USCIS is providing additional guidance on our interpretation of changes to the EB-5 program in the Immigration and Nationality Act (INA) made by the EB-5 Reform and Integrity Act of 2022 (RIA), specifically the required investment timeframe and how we treat investors who are associated with a terminated regional center.

This guidance clarifies the required investment timeframe for EB-5 investors who file Form I-526, Immigrant Petition by Standalone Investor, or Form I-526E, Immigrant Petition by Regional Center Investor, on or after March 15, 2022, as outlined in the RIA.

For investors seeking to remove conditions on their permanent resident status under INA 216A based on an EB-5 immigrant visa petition filed on or after enactment of the RIA (post-RIA investors), the RIA removed the requirement that the investor must sustain their investment throughout their conditional residence.

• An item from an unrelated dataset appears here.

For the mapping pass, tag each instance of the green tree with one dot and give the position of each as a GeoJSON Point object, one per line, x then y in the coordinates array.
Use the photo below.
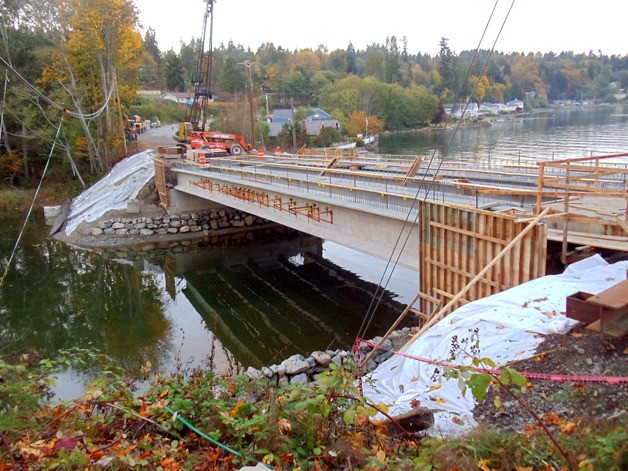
{"type": "Point", "coordinates": [232, 77]}
{"type": "Point", "coordinates": [447, 67]}
{"type": "Point", "coordinates": [173, 73]}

The RIA also modified INA 203(b)(5)(A)(i) (the general requirement for classification to invest or be actively in the process of investing the requisite amount of capital in a new commercial enterprise) by adding new language that the investment required by INA 203(b)(5)(A)(i) must be expected to remain invested for at least two years.

Because of these changes made by the RIA, investors filing petitions for classification after enactment of the RIA no longer need to sustain their investment throughout their conditional residence, which may be many years in the future and dependent on factors outside the investor’s control such as visa availability.

Before enactment of the RIA, the termination of a regional center would have been considered a material change to eligibility for investors who had not yet obtained conditional permanent resident status and, consequently, would likely have resulted in denial or revocation of associated investor petitions. The RIA added a new provision at INA 203(b)(5)(M) that permits good faith investors associated with terminated regional centers to retain eligibility in certain circumstances.